12. Gejolak

6.5K 600 9
                                    

VAL-POV

Tes tes!
Aku mengecek microfon. Beneran dah, aku benar-benar gugup. Detak jantungku seakan terdengar lebih keras dibandingkan suara para penonton.

Ini pertama kalinya aku tampil diatas panggung dengan kumpulan manusia sebanyak itu. Bayangkan saja seluruh murid sekolahku hadir didepan panggung dan menikmati mapensi.

Tanpa dimintapun tangan ini sudah berkeringat dingin. Rasanya aku ingin melarikan diri dan bersembunyi didalam kamar. Mendadak kasur dikamar terasa lebih menarik.

"Tenang saja. Gua percaya sama elu, Lian." Kuza menepuk bahuku. Aku mengangguk tuk kemudian menghela napas berat.

Diujung pinggir panggung, aku menoleh dan mendapati Sastra dan Bianca tersenyum, memberiku jempol kanan mereka.

Sekali lagi aku menghela napas, mulai menyentuh gitar dan perlahan memetiknya. Sedikit improvisasi sembari menghilangkan kegugupan.

Detik berikutnya piano orgen juga mulai mengalun merdu dengan nada yang dibuat sedikit ngebit. Lagu Nothing Gonna change my love for you milik Westlife mulai kukumandangkan.

Aku duduk dengan manis, sebelah kaki kunaikkan keatas tahanan kaki kursi, tersenyum tipis saat semua mata menatapku intens.

Perlahan namun pasti, aku mulai tenang dan santai.

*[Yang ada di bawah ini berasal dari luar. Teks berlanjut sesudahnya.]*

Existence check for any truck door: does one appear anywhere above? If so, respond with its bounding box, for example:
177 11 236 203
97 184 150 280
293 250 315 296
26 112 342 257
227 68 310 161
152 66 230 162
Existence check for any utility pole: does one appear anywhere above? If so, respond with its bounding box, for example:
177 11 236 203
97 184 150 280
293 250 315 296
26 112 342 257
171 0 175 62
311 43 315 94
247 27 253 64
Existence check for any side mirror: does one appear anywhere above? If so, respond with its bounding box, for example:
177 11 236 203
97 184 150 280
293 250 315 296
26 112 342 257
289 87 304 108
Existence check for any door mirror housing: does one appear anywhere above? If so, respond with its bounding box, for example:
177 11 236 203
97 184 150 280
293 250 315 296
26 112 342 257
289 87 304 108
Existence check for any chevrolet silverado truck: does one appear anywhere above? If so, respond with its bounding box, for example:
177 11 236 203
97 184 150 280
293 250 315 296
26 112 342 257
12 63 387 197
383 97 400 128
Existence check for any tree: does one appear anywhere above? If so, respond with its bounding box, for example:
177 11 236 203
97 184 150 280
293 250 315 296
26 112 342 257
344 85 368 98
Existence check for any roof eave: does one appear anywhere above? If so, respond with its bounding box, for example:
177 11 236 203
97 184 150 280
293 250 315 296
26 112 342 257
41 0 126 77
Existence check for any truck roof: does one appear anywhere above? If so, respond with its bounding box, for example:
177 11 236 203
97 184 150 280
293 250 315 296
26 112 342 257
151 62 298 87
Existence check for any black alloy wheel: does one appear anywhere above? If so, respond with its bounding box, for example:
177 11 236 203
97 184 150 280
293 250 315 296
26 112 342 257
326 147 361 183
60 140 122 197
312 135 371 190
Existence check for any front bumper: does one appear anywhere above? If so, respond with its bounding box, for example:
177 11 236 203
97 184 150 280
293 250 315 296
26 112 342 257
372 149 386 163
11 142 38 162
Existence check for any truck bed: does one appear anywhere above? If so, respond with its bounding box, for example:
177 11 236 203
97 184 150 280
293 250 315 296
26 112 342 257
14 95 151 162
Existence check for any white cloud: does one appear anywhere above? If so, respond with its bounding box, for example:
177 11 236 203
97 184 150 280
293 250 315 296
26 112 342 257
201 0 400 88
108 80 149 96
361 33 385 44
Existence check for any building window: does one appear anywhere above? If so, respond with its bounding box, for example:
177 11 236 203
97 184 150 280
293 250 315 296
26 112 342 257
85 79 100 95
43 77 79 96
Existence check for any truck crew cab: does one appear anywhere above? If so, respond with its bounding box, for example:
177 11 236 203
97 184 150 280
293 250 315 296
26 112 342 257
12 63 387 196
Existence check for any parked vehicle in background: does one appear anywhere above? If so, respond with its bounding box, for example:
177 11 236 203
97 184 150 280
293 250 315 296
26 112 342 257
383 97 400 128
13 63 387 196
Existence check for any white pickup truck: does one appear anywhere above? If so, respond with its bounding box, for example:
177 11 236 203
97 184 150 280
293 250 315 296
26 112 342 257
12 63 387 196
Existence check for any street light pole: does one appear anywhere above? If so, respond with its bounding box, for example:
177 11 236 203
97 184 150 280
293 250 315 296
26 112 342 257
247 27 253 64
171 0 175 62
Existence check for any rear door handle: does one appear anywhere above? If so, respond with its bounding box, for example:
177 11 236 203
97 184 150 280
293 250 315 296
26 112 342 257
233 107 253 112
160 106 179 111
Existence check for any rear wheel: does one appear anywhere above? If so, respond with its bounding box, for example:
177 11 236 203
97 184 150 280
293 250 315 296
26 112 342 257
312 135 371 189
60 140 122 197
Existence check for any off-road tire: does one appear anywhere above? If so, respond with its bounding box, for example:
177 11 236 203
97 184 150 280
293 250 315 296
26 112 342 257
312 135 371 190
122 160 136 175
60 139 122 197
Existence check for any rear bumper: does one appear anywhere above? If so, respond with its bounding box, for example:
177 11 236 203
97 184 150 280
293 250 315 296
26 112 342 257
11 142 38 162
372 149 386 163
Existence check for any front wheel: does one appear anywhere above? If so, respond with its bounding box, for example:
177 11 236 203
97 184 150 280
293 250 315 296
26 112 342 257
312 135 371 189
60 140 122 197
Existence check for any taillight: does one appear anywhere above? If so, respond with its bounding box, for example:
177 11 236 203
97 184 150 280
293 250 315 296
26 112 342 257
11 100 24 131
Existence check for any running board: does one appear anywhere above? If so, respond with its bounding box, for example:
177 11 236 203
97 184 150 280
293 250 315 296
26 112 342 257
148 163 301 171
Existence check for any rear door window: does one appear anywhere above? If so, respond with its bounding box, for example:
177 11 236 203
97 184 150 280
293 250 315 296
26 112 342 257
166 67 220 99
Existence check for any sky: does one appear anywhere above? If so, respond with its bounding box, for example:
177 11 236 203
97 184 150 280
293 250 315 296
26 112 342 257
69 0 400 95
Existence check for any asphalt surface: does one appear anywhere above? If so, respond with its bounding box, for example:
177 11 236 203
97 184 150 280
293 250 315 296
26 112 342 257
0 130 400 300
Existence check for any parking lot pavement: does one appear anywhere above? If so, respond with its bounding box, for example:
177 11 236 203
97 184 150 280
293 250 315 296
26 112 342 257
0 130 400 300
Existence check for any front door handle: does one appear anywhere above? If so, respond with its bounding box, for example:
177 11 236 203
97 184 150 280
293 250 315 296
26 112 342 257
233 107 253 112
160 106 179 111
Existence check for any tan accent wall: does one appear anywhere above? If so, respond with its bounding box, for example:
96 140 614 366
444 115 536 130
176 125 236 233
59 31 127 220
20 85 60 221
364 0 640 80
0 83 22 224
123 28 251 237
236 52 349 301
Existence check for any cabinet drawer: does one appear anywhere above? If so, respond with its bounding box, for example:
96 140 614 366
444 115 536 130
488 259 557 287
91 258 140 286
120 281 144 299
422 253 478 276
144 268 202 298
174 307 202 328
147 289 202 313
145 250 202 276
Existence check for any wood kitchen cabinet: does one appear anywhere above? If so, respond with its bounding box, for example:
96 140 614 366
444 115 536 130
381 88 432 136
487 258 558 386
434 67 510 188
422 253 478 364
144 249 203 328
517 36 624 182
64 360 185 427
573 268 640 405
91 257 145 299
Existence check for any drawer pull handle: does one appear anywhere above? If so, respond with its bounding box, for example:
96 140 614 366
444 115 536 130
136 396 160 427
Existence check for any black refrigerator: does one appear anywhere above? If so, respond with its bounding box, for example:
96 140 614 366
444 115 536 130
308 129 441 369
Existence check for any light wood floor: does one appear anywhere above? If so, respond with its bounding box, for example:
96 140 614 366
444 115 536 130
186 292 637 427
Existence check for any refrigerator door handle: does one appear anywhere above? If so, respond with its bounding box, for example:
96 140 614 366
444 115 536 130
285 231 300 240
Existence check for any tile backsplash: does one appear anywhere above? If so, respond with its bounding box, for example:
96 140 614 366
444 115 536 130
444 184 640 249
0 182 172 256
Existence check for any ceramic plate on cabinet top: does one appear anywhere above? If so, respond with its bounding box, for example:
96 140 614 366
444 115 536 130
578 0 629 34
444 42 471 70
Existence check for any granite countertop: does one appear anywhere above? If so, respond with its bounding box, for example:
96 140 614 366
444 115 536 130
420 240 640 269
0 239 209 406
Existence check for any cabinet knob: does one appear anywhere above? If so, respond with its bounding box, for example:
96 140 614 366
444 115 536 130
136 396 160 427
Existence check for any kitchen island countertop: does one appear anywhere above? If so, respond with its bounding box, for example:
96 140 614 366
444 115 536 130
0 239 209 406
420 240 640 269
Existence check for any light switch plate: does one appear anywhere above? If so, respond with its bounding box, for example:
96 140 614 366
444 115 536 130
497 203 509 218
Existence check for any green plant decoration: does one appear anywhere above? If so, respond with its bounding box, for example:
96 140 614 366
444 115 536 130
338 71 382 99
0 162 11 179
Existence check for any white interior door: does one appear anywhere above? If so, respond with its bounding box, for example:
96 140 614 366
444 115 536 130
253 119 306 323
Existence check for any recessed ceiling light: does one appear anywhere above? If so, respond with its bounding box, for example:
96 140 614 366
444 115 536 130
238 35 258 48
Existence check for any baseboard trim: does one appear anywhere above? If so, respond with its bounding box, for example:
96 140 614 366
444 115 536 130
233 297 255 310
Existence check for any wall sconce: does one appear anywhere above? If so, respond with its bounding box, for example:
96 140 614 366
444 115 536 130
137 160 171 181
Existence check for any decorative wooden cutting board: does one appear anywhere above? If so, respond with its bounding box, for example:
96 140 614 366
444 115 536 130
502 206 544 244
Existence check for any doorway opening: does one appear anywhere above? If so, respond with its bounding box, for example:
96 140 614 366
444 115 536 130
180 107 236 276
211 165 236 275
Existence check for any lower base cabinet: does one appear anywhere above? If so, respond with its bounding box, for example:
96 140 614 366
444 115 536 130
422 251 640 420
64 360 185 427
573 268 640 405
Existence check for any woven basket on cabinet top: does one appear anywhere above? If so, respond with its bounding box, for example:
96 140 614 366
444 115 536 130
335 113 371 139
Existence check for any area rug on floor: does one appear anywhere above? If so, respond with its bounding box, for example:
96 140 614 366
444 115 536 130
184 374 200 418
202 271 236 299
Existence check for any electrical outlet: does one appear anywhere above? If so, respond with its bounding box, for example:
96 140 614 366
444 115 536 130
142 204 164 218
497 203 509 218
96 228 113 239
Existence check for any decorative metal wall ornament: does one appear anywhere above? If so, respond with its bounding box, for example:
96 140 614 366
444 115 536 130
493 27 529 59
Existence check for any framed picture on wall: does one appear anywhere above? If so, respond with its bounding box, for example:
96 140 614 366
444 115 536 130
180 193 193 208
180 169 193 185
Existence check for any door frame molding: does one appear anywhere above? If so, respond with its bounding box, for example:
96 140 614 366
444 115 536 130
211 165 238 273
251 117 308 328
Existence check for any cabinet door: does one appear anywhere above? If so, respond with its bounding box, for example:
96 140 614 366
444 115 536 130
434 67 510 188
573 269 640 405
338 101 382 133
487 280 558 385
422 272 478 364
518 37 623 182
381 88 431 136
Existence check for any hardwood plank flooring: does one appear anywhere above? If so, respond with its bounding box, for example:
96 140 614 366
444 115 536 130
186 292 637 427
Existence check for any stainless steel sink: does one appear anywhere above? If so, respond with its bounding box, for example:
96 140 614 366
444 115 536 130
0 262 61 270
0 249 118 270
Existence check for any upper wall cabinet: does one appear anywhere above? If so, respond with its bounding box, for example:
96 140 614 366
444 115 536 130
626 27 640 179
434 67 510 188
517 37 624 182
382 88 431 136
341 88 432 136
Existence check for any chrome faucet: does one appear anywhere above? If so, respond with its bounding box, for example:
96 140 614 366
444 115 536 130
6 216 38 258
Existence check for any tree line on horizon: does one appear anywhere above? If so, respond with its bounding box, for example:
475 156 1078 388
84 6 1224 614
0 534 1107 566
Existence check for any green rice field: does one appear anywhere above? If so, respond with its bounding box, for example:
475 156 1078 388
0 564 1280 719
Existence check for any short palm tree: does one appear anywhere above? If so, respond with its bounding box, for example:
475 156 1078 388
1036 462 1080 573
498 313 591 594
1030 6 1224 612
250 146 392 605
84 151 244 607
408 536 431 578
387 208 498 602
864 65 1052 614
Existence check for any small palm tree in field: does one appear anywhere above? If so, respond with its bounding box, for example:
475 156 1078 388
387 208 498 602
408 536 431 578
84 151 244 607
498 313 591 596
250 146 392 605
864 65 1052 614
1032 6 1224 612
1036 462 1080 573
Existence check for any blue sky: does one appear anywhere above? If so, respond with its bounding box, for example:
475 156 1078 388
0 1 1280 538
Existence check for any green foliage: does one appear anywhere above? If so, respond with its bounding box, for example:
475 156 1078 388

Bahkan tangan ini tak lagi berkeringat dingin, dan memetik senar gitar dengan anggunnya.

Glup!
Aku menelan ludah. Rasanya kegugupan mampir kembali saat mata ini tanpa sengaja bergerak menelusuri seluruh penonton dan mendapati hal yang tak diinginkan.

Disana, disudut belakang, aku melihat si iblis sedang terdiam, menatapku intens. Sedikitpun tak berkedip. Aku semakin dibuat gugup karena tatapan matanya yang seolah hendak memakanku.

"Sial." Batinku.

Tak seharusnya aku menuruti ucapan kakakku untuk mengenakan kacamata kesayanganku ini. Aku yakin ini sebuah kesalahan.

Perlahan aku membenarkan kacamata, mengurangi kegugupan yang dengan sangat kurang ajar datang lagi akibat tatapan mengerikan si embah setan.

Oke, mungkin aku memang harus mencari perhitungan dengan wanita yang bernama Azra Brata. Kejahilannya membuatku merasa semakin tak percaya diri dengan kostum panggung ini.

Yang benar saja, masak baju kodok?! warna kuning lagi. Ini namanya menceburkan diri dalam lubang kenistaan. Bangsat bener tuh wanita yang berstatus kakak.

"Berhenti menatapku seperti itu." Batinku dalam hati meski aku tak yakin dia mendengarnya.

Aku merasa seperti ditelanjangi olehnya. Sekilas aku melihat bibir tipis itu mengulas sebuah senyum tipis.

Deg!
Anjing! kenapa juga jantungku berdegup kencang. Pasalnya itu pertama kalinya aku melihat senyumnya yang normal.

Sumpah sungguh menawan, penampilannya yang seperti itu tak bisa dipungkiri kalau dia sangat tampan. Aku saja mengakuinya.

"Hentikan Val!" Batinku.

Aku bergulat dengan hatiku sendiri sembari bernyanyi. Oke, kembali fokus. Aku tidak ingin merusak penampilanku. Nanti saja memikirkan iblis sinting itu.

Akhirnya selesai, kami hanya menyanyikan satu lagu. Dan berakhir mendapatkan tepuk tangan serta teriakan yang luar biasa.

"Vallian Brata!!"

Aku bergidik ngeri ketika genk si iblis berteriak menyebut namaku seperti suara toak yang menusuk telinga. Dan si iblis sendiri hanya diam sembari bersedekap dada.